Говоря это, Арсена не сводила пристального, даже злого взгляда с г-жи де Пьен, а та невольно опустила глаза. Наступило довольно длительное молчание, нарушаемое лишь тяжелым дыханием больной. Г-жа де Пьен смутно припомнила историю с камелией. Однажды, когда она обедала у г-жи Обре, Макс попросил ее последовать примеру тетушки и тоже подарить ему букет по случаю дня его рождения. Она вытащила, смеясь, из прически камелию и протянула ему. Но почему столь ничтожный факт сохранился у нее в памяти? Г-жа де Пьен не смогла этого объяснить. И это почти испугало ее. Охватившее ее смятение едва успело рассеяться, как вошел Макс, и г-жа де Пьен почувствовала, что краснеет.
— Спасибо за цветы, — сказала Арсена, — но мне плохо от них… Они не пропадут: я подарила их госпоже де Пьен. Не заставляйте меня говорить, мне это запрещено. Может быть, почитаете немного?
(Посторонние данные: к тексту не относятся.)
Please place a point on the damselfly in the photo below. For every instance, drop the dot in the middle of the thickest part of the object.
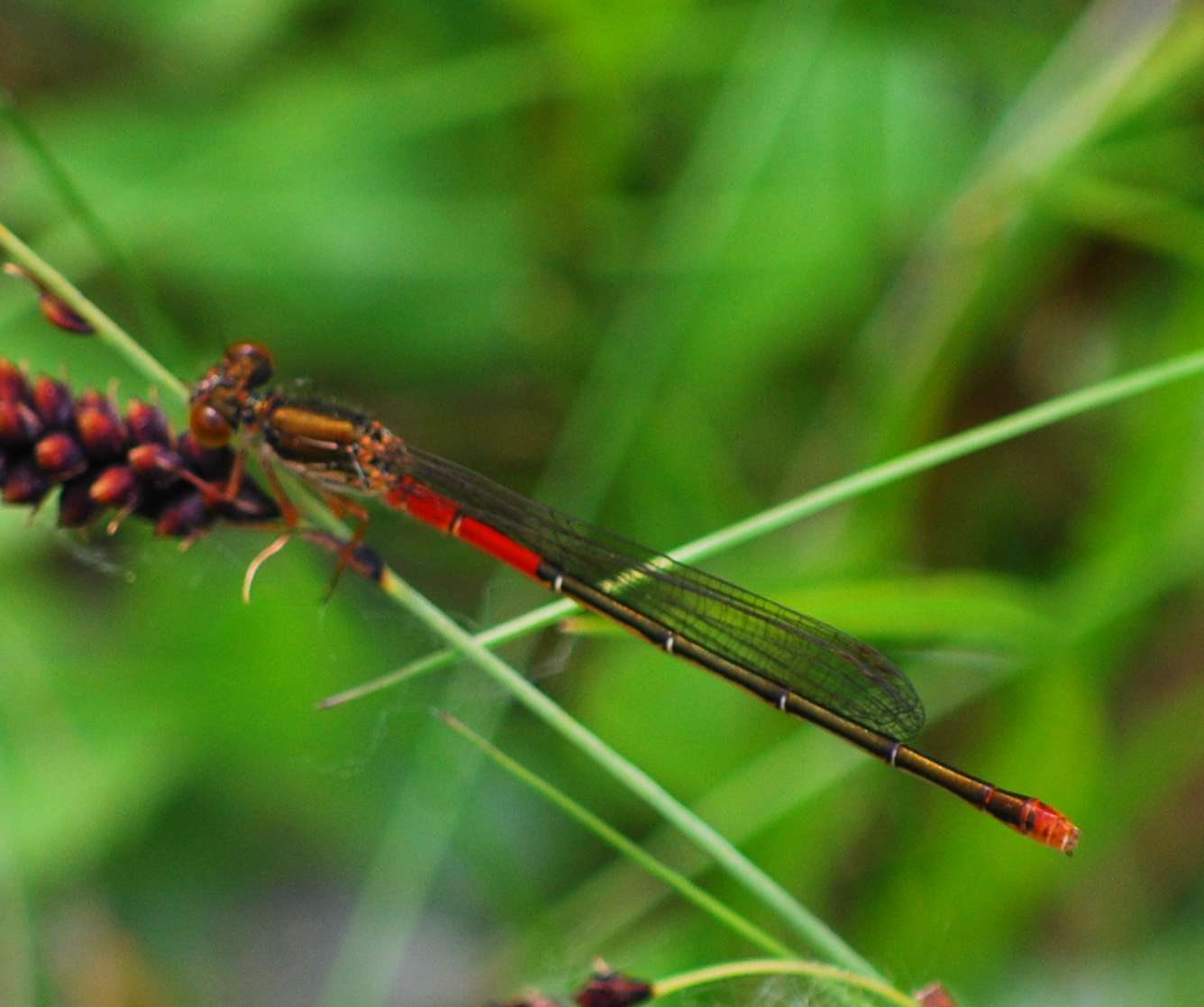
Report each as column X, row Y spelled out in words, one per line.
column 798, row 664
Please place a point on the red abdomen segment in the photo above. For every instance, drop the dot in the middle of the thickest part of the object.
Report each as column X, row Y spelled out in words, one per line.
column 1033, row 818
column 423, row 504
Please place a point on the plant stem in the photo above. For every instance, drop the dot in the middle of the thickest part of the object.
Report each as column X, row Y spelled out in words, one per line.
column 777, row 966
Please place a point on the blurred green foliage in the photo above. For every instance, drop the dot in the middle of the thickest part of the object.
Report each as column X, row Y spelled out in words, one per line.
column 663, row 265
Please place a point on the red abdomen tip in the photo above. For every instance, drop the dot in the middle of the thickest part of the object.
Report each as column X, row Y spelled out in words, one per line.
column 1050, row 827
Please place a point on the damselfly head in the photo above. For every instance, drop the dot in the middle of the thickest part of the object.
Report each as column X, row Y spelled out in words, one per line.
column 221, row 400
column 251, row 362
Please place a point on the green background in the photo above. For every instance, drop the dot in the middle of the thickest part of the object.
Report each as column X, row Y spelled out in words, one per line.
column 662, row 265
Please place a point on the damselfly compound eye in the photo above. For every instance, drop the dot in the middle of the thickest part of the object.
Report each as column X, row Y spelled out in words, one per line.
column 211, row 429
column 251, row 362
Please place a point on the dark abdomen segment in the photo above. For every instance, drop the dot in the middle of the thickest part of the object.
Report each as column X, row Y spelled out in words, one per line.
column 1026, row 814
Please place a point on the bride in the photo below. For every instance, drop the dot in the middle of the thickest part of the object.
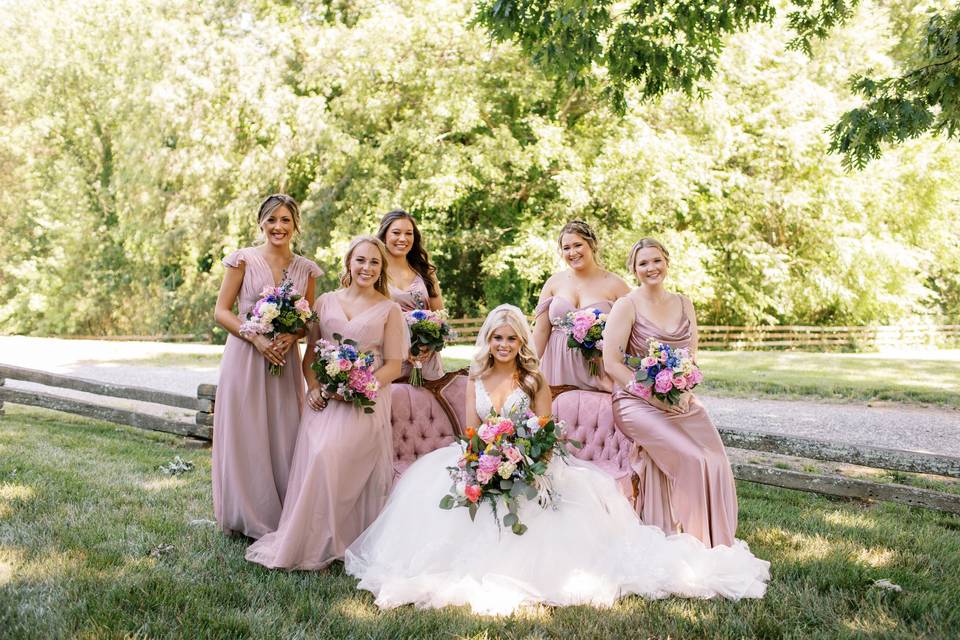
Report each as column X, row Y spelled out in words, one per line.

Макс сел и начал читать вслух. Полагаю, что на этот раз никто его не слушал. Каждый из них, не исключая и самого чтеца, следил за ходом своих мыслей.
Госпожа де Пьен поднялась, собираясь уйти, и оставила было цветы на столе, но Арсена напомнила ей о них. Итак, она унесла с собой букет, недовольная тем, что проявила ненужную щепетильность, не сразу приняв такой пустяк. «Что тут может быть дурного?» — думала она. Но дурно было уже то, что она задавала себе этот простой вопрос.
На этот раз Макс зашел к ней, хотя она его не приглашала. Они сели и, не смотря друг на друга, так долго молчали, что обоим стало неловко.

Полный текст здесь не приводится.